5.1 g $$NH_4SH$$ is introduced in 3.0 L evacuated flask at 327$$^{\circ}$$C. 30% of the solid $$NH_4SH$$ is decomposed to $$NH_3$$ and $$H_2S$$ as gases. The $$K_P$$ of the reaction at 327$$^{\circ}$$C is: ($$R = 0.082$$ L atm mol$$^{-1}$$ K$$^{-1}$$, Molar mass of S = 32 g mol$$^{-1}$$, Molar mass of N = 14 g mol$$^{-1}$$)

We consider the equilibrium

$$NH_4SH(s) \;\rightleftharpoons\; NH_3(g) + H_2S(g)$$

The solid $$NH_4SH$$ does not appear in the equilibrium-constant expression, so we only need the partial pressures of $$NH_3$$ and $$H_2S$$ that are produced by the decomposition.

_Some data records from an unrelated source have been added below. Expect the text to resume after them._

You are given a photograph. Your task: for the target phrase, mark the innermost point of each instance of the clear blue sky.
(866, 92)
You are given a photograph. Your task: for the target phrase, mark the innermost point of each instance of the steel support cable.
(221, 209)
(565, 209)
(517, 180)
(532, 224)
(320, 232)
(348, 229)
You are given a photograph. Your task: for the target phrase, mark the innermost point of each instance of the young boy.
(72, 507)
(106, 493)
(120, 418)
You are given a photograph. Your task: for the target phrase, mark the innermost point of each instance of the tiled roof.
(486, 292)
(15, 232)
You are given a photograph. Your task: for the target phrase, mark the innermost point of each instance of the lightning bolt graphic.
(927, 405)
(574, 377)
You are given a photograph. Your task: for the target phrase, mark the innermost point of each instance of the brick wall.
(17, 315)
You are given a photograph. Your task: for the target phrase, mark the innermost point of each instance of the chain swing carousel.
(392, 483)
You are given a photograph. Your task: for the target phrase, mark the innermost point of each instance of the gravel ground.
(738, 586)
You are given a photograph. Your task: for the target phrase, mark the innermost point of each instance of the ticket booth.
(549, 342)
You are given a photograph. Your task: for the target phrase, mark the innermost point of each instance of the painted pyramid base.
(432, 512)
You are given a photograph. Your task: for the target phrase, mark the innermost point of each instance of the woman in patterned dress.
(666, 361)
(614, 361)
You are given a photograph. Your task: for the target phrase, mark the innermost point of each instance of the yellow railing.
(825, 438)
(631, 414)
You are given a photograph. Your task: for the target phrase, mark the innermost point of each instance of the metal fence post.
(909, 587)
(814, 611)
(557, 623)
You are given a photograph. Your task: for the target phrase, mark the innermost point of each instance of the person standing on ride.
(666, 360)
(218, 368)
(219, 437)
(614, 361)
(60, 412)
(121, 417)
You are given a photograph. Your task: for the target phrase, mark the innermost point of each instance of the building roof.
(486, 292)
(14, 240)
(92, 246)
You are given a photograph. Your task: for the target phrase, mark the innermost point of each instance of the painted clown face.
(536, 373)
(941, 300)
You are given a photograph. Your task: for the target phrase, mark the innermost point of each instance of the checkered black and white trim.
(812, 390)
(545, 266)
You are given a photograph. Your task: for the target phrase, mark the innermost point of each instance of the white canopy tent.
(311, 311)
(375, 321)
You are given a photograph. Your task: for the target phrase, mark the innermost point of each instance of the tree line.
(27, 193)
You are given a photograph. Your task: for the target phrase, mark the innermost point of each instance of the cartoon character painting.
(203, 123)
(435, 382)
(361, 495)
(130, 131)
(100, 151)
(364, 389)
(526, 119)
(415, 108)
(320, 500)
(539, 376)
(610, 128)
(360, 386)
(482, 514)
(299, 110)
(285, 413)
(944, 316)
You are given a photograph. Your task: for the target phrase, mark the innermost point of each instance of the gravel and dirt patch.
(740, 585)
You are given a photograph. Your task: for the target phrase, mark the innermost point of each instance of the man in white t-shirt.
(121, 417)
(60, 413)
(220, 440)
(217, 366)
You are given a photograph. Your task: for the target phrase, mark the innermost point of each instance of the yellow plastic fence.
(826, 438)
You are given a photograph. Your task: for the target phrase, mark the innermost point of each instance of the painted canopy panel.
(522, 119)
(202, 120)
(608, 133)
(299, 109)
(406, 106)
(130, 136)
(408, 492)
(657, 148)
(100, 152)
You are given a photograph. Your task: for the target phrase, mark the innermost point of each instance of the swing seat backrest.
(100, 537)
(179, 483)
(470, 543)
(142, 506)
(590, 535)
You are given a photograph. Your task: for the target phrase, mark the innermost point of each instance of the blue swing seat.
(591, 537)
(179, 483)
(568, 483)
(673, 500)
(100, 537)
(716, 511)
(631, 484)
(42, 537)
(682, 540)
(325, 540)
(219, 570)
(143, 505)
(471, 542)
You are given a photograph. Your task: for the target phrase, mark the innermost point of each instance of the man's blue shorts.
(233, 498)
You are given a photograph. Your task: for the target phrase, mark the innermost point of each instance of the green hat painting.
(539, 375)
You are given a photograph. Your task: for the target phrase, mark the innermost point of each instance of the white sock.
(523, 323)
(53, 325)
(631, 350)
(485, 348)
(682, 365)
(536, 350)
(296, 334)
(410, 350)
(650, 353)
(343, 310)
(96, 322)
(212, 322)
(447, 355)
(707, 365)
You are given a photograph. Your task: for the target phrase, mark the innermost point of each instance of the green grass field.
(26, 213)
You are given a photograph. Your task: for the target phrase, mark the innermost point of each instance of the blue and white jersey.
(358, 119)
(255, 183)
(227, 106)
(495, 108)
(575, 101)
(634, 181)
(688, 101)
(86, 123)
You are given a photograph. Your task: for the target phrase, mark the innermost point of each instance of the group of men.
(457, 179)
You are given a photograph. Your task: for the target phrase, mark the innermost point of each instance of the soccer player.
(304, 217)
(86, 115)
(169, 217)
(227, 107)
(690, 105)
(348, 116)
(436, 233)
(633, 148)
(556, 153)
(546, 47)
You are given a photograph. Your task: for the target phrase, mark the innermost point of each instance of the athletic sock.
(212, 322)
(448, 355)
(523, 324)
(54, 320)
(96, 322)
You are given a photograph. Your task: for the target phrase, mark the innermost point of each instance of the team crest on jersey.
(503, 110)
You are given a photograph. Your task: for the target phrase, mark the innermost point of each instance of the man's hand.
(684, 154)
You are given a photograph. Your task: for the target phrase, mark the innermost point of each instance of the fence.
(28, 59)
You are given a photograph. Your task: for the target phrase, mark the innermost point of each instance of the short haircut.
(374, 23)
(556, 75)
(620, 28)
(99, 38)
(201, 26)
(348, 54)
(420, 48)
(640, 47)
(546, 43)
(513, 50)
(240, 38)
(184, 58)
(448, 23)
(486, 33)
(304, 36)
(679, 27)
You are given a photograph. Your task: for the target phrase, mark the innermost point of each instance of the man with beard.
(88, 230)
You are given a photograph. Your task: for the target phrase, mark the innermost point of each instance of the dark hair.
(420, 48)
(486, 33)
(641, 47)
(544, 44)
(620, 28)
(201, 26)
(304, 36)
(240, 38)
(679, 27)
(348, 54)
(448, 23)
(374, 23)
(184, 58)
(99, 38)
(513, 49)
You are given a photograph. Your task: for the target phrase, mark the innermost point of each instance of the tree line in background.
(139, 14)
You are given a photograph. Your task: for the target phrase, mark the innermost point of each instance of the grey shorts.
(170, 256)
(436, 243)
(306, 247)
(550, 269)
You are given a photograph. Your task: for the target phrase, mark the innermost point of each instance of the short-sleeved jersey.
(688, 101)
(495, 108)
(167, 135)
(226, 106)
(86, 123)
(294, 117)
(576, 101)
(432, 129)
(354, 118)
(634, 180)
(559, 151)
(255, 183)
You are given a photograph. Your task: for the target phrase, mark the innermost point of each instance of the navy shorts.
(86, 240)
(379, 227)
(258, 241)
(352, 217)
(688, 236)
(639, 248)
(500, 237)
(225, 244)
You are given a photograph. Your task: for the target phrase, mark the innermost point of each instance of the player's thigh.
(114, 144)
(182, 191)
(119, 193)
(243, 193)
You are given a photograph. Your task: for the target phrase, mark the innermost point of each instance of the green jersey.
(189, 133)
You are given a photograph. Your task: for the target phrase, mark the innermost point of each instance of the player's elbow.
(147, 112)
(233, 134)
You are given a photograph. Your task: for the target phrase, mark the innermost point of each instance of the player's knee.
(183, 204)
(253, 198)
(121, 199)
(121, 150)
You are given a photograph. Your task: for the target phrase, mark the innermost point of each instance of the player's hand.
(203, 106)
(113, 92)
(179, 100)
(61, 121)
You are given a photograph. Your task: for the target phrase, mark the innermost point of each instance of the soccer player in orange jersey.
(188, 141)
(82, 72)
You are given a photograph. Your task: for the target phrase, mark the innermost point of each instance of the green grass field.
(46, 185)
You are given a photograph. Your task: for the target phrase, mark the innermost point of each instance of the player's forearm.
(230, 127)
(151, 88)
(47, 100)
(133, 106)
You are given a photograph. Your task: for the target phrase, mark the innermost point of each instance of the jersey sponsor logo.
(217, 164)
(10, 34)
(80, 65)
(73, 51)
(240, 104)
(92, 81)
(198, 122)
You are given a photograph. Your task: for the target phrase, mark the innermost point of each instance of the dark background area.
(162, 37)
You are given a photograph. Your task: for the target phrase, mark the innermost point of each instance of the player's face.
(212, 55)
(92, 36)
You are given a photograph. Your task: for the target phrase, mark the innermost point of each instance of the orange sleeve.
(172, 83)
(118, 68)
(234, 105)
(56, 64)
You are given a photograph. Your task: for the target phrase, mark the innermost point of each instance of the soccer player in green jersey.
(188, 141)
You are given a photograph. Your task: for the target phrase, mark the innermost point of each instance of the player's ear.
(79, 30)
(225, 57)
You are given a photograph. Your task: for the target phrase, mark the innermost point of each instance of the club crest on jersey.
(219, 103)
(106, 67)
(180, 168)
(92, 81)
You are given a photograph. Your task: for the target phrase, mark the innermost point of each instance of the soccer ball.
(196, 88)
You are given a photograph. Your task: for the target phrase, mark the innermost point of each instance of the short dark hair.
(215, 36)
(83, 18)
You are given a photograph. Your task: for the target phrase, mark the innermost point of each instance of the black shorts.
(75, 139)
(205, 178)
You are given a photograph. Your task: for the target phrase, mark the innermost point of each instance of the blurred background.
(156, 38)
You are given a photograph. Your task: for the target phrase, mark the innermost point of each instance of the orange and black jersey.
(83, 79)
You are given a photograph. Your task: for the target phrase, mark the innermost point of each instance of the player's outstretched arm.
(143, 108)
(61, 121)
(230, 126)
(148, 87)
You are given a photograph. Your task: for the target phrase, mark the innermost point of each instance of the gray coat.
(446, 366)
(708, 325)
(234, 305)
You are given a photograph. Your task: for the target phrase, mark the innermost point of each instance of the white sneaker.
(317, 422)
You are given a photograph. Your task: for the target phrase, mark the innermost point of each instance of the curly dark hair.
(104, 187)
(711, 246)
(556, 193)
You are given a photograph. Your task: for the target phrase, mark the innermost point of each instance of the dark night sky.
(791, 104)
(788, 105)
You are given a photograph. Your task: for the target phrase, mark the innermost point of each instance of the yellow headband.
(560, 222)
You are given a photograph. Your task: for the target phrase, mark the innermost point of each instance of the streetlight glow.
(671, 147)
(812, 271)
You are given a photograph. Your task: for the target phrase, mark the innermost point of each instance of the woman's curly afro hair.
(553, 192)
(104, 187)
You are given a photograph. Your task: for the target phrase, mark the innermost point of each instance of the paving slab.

First we calculate how many moles of the solid are initially present. The molar mass of $$NH_4SH$$ is obtained by adding the atomic masses of all the atoms:

$$M(NH_4SH)=M(N)+4M(H)+M(S)+M(H) = 14 + 4(1) + 32 + 1 = 51\ {\rm g\;mol^{-1}}$$

So, from 5.1 g we have

$$n_{\text{initial}}(NH_4SH)=\frac{5.1\ \text{g}}{51\ \text{g mol}^{-1}}=0.10\ \text{mol}$$

Only 30 % of this amount decomposes. Hence the number of moles that actually break down is

$$n_{\text{decomposed}} = 0.30 \times 0.10\ \text{mol}=0.030\ \text{mol}$$

Because the stoichiometry of the reaction is 1 : 1 : 1, the same amount of each gas is formed:

$$n(NH_3)=0.030\ \text{mol}, \qquad n(H_2S)=0.030\ \text{mol}$$

The gases occupy a flask whose volume is 3.0 L, and the temperature is $$T = 327^{\circ}{\rm C} = 327 + 273 = 600\ {\rm K}$$

We now use the ideal-gas equation, stated here for one gas, $$PV = nRT$$ to obtain the partial pressures.

For $$NH_3$$ we have

$$P_{NH_3} = \frac{nRT}{V} = \frac{0.030\ \text{mol}\;(0.082\ \text{L atm mol}^{-1}\text{K}^{-1})\;(600\ \text{K})}{3.0\ \text{L}}$$

$$P_{NH_3} = \frac{0.030 \times 0.082 \times 600}{3.0}\ {\rm atm}$$

$$P_{NH_3} = \frac{1.476}{3.0} = 0.492\ {\rm atm}$$

Exactly the same calculation holds for $$H_2S$$ because it has the same number of moles, so

$$P_{H_2S}=0.492\ {\rm atm}$$

The equilibrium constant in pressure units for the reaction is

$$K_P = P_{NH_3}\,P_{H_2S}$$

Substituting the calculated partial pressures,

$$K_P = (0.492\ {\rm atm}) \times (0.492\ {\rm atm})$$

$$K_P = 0.242\ {\rm atm}^2$$

Hence, the correct answer is Option A.